Reporting on the most idiotic study involving babies to date, Mother Jones covers a Yale (that’s right, the Ivy League university) study performed by cognitive scientist Paul Bloom that is focused on answering the question: ” Can the youngest of our species distinguish good from evil practically from birth—or does morality need to be taught?”
Bloom’s thesis, in all its eugenic creepiness:
“I think all babies are created equal in that all normal babies—all babies without brain damage—possess some basic foundational understanding of morality and some foundational moral impulses,” says Bloom on the Inquiring Minds podcast. “They’re equal in the same way that all babies come with a visual system, and the ability to move around, and a propensity to learn language.”
To this end, Bloom showed babies a series of morality puppet plays, one-act jobs where cats either steal or return balls to dogs and babies choose which kitty they like better. They invariably choose the nice kitty. No comment on whether or not these babies prefer the color grey (the evil cat is orange) or the actor handling the grey kitty puppet for any particular reason — because those variables don’t matter in science. Even more stupefying to the scientists, “babies show a preference for characters who reward good and punish evil.” Isn’t it amazing that babies would respond well to rewards? I bet no parent alive ever guessed that one!

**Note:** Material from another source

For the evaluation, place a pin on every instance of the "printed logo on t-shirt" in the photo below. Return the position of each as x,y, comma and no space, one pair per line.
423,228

So, where’s the socialism come into play? It doesn’t, really, even though they try so hard:
When asked to hand out treats to other people or to stuffed animals, 3- and 4-year-old children will divide resources equally, if at all possible. Even if they know that one person deserves more of a resource than another because she worked harder for it, they will still opt for equal distribution. In a study of 5-to-8-year-olds, when it was impossible to divide resources equally—for example, if the children were given five erasers to distribute to two people—they would even throw the extra eraser in the trash instead of giving more to one person than the other.
The one thing the Yale scientists and Mother Jones fail to explain is that socialism isn’t based in equal distribution, but rather distribution based on work performed or sheer need. A socialist aims for equal means of production. So, if the scientists really wanted to see whether or not these kids were socialists, they’d give each one of them an item and see how they chose to distribute it. Which they did, much to Bloom’s dissatisfaction:
But what happens when the children being studied are themselves the lucky recipient of the extra resources? Well, that changes everything. “So, they’re very egalitarian when it comes to other people,” says Bloom. “When it comes to themselves, they’re not the slightest bit egalitarian. Particularly when dealing with strangers, they want everything.” So while babies do seem to have an innate capacity to separate good from evil, their moral lives are still fairly limited. “Babies are kind of jerks,” Bloom says.
Suddenly the babies being tested are the smartest ones in the room. If those “jerk” babies respond well to reward, why would they be motivated to perform an act of sharing with a total stranger who offers no guarantee of reward? Babies aren’t socialists. They are, in fact, the most innate capitalists of us all.